To celebrate the infamous idol,
Kings and the people mixed together,
To the somber sound of golden coins,
They danse a wild round
Around his pedestal
Around his pedestal
And Satan leads the dance
!

Unsurprisingly, it’s also been a popular topic for rock and metal bands with a lyric bent. Queen’s “Bohemian Rhapsody” is probably the most famous example but there are a lot of others. The metal band Agalloch produced a whole album called “Faustian Echoes” based on quotes from Goethe’s poem. Here is a song accompanied by clips from the 1926 silent movie directed by F.W. Murnau:

Films

There have been many, many cinematic representations of the Faust legend. The following posters should give you an idea of the range…

F.W. Murnau’s silent film Faust (1926)
La Beauté Du Diable (1950)
Alexander Sokurow (2011)
Rock opera of 1976 directed by Brian DePalma
Faust (1994). Probably the weirdest movie I’ve ever seen.

Six Stories

There are so many stories based on the Faust legend that it would be pretty tedious to list them all, but there are six:

  1. The Picture of Dorian Gray” (1894) by Oscar Wilde

Dorian Gray is a beautiful young man who becomes convinced that beauty and sensual fulfilment are the only things worth living for. If only he could find a way not to age…

2. “The Devil and Daniel Webster” (1936) by Stephen Vincent Benét

A New Hampshire farmer who has sold his soul to the devil aka “Mr. Scratch” has Daniel Webster, the famous statesman, orator and lawyer, to defend him in court.

3. The Master and Margarita (written in the 1930s, first published in 1967) by Mikhail Bulgakov

The devil visits the Soviet Union, disrupting the life of the new elite. Satan offers Margarita, (whose author lover The Master is in a lunatic asylum) the chance to become a witch. Meanwhile, in another time and place Pontius Pilate presides at the trial of Jesus…

4. Doktor Faustus (1947) by Thomas Mann

A composer strikes a Faustian bargain for creative greatness: e intentionally contracts syphilis in order to enhance his creative powers (don’t blame me, I didn’t write it!).

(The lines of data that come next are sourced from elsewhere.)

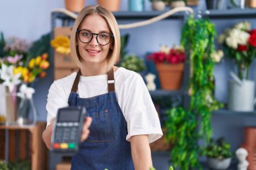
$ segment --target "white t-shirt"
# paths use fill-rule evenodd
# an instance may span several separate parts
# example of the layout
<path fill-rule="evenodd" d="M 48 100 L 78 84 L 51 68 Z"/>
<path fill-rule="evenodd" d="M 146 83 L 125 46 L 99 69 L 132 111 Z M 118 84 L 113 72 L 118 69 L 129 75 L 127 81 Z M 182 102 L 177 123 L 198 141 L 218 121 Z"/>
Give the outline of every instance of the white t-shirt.
<path fill-rule="evenodd" d="M 76 73 L 55 81 L 51 85 L 47 99 L 47 126 L 55 118 L 57 110 L 68 105 L 67 100 Z M 126 139 L 134 135 L 148 134 L 152 142 L 162 136 L 158 114 L 150 95 L 137 73 L 119 68 L 114 73 L 115 89 L 117 101 L 127 122 Z M 88 98 L 108 93 L 107 75 L 91 77 L 80 76 L 77 93 L 79 97 Z"/>

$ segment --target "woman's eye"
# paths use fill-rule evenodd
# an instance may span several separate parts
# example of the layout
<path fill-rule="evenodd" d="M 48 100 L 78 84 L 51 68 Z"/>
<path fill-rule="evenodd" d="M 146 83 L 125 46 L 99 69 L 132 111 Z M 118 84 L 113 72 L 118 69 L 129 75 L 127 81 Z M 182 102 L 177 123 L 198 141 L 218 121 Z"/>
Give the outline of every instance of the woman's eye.
<path fill-rule="evenodd" d="M 84 33 L 84 36 L 90 36 L 90 34 L 88 32 Z"/>
<path fill-rule="evenodd" d="M 99 36 L 100 38 L 107 38 L 108 36 L 107 34 L 100 34 Z"/>

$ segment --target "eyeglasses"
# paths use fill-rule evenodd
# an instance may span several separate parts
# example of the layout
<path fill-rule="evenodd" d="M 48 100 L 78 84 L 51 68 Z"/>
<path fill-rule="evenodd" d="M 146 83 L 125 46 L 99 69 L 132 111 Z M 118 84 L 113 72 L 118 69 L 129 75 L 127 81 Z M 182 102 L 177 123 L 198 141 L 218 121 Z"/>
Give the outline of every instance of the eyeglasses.
<path fill-rule="evenodd" d="M 77 30 L 76 32 L 78 34 L 79 40 L 84 43 L 90 42 L 92 41 L 94 35 L 96 35 L 96 40 L 102 46 L 107 45 L 110 42 L 111 38 L 114 37 L 113 34 L 108 32 L 96 34 L 86 30 Z"/>

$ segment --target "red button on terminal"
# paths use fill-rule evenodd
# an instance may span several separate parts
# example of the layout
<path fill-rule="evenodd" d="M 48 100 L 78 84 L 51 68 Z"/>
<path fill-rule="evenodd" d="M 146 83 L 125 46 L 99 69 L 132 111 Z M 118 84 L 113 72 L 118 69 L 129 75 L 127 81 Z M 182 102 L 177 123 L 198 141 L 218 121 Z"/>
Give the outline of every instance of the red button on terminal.
<path fill-rule="evenodd" d="M 59 143 L 54 143 L 54 144 L 53 144 L 53 148 L 60 148 L 60 144 L 59 144 Z"/>

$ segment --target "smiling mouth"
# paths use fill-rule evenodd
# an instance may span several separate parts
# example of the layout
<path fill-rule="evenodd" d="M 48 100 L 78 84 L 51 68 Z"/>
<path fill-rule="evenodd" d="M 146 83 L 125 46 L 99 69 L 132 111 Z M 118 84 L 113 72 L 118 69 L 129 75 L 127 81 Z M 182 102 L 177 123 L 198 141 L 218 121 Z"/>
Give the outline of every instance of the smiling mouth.
<path fill-rule="evenodd" d="M 95 54 L 100 52 L 100 50 L 86 50 L 86 51 L 90 53 L 95 53 Z"/>

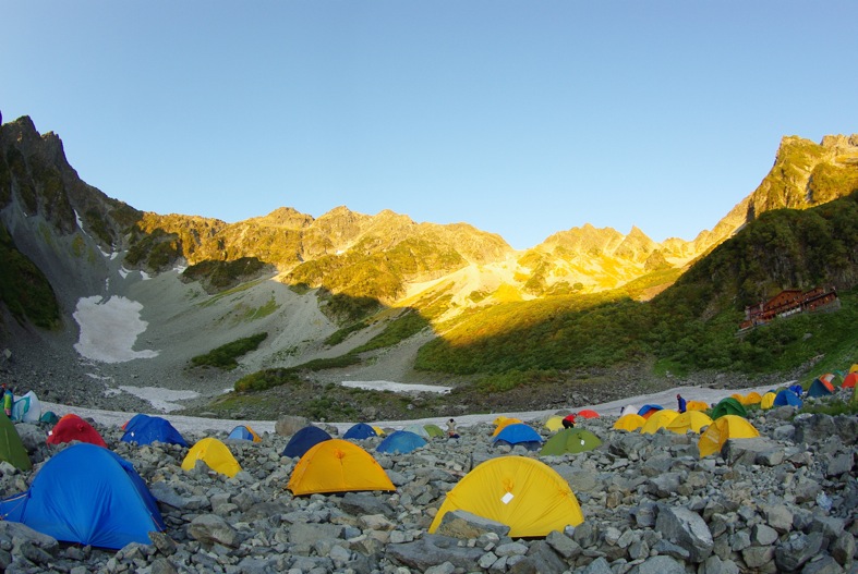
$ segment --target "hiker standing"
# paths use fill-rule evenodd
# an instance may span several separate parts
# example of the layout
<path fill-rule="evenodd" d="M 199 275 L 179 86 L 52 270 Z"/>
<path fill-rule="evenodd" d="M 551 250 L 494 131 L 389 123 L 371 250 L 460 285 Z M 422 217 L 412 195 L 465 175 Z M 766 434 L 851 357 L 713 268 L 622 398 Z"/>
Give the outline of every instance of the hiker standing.
<path fill-rule="evenodd" d="M 5 386 L 5 382 L 2 384 L 3 390 L 3 412 L 5 416 L 12 418 L 12 403 L 15 401 L 15 395 L 12 394 L 12 390 Z"/>

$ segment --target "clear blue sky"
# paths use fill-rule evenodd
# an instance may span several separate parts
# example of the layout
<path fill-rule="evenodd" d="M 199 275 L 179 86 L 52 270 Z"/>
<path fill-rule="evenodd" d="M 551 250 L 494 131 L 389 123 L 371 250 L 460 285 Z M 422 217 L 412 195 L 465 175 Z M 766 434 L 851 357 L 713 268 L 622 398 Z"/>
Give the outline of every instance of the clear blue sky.
<path fill-rule="evenodd" d="M 159 213 L 691 240 L 782 136 L 858 133 L 854 0 L 9 0 L 0 21 L 3 121 Z"/>

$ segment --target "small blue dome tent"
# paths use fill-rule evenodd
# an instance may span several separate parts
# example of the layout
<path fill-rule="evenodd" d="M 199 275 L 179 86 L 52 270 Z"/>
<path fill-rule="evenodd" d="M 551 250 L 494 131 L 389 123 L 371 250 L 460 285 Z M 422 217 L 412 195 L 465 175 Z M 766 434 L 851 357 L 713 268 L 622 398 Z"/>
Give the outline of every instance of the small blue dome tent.
<path fill-rule="evenodd" d="M 796 393 L 790 391 L 789 389 L 783 389 L 780 391 L 774 398 L 774 406 L 798 406 L 800 407 L 805 404 L 801 399 L 798 398 Z"/>
<path fill-rule="evenodd" d="M 122 442 L 136 442 L 141 445 L 164 442 L 188 447 L 188 442 L 169 420 L 159 416 L 144 414 L 134 415 L 131 420 L 125 423 L 125 433 L 122 435 L 120 440 Z"/>
<path fill-rule="evenodd" d="M 492 439 L 492 442 L 495 444 L 521 444 L 528 450 L 536 450 L 542 447 L 542 437 L 533 427 L 523 423 L 516 423 L 504 427 L 504 429 Z"/>
<path fill-rule="evenodd" d="M 426 445 L 426 439 L 411 432 L 410 430 L 397 430 L 378 443 L 376 452 L 387 452 L 390 454 L 406 454 L 415 449 Z"/>
<path fill-rule="evenodd" d="M 29 490 L 0 501 L 0 517 L 57 540 L 119 550 L 148 545 L 165 524 L 134 466 L 108 449 L 81 442 L 57 453 Z"/>
<path fill-rule="evenodd" d="M 358 423 L 342 436 L 343 439 L 368 439 L 370 437 L 377 437 L 378 433 L 373 427 L 365 423 Z"/>
<path fill-rule="evenodd" d="M 314 427 L 313 425 L 306 426 L 292 435 L 286 449 L 283 449 L 282 455 L 300 459 L 306 451 L 325 440 L 330 440 L 330 435 L 325 429 Z"/>

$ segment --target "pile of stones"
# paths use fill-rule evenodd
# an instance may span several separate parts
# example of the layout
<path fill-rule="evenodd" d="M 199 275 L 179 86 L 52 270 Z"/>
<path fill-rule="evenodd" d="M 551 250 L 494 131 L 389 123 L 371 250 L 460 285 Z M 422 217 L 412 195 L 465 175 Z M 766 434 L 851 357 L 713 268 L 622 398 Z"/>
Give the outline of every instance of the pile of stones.
<path fill-rule="evenodd" d="M 408 454 L 376 452 L 380 438 L 355 441 L 396 491 L 305 497 L 287 489 L 298 461 L 281 455 L 306 423 L 299 418 L 286 417 L 257 443 L 214 431 L 185 436 L 191 444 L 206 436 L 223 440 L 242 466 L 232 478 L 202 462 L 183 471 L 186 448 L 122 442 L 121 429 L 96 425 L 158 500 L 167 529 L 152 533 L 150 544 L 107 551 L 0 521 L 0 567 L 71 574 L 858 572 L 858 416 L 752 411 L 760 438 L 729 440 L 703 459 L 698 435 L 613 430 L 615 420 L 579 418 L 603 443 L 563 456 L 494 444 L 487 424 Z M 528 423 L 549 435 L 544 422 Z M 0 462 L 4 497 L 26 490 L 38 467 L 64 448 L 46 444 L 44 425 L 16 429 L 34 471 Z M 507 525 L 455 511 L 428 533 L 464 475 L 510 455 L 536 457 L 563 476 L 584 522 L 544 538 L 513 539 Z"/>

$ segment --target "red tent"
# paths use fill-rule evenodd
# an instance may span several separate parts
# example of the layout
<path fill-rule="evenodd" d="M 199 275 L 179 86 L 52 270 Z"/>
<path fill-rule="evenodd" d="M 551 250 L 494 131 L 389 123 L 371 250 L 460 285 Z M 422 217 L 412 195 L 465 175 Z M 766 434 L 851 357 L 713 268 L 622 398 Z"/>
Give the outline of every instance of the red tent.
<path fill-rule="evenodd" d="M 53 430 L 48 432 L 48 444 L 60 444 L 73 440 L 107 448 L 105 439 L 93 428 L 93 425 L 80 416 L 69 413 L 60 418 L 53 426 Z"/>

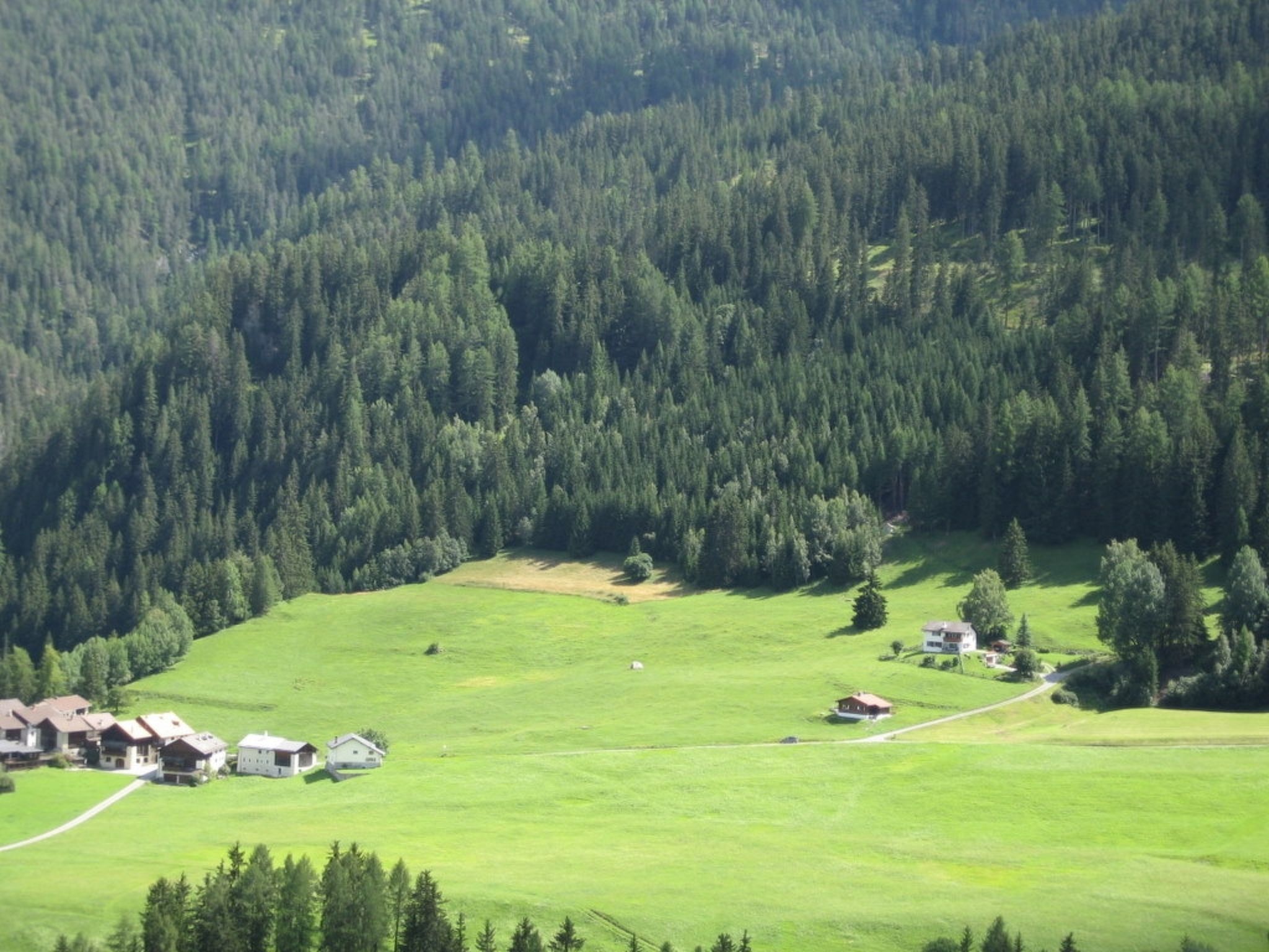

5. Galactic Pot-Healer (1969) by Philip K. Dick

In this case an ordinary guy named Joe Fernwright is summoned to Sirius Five by a Glimmung, a highly evolved alien with godlike powers who wants him for his excellent pot-healing skills. At the end of the book, Fernwright is offered the chance to join the Glimmung’s hive mind.

6. Faust (ファウスト, Fausuto

Of course there is a manga based on Faust. Osamu Tezuka published his version in 1950. Unusually, he blends Part One and Two together.

The Last Faust?

So there you have it. There are few legends as fecund as Faust and the barrel’s not empty yet. Last year saw the release of an art film titled The Last Faust, set in the year 2059. I’m pretty sure we haven’t seen the end of new mutations.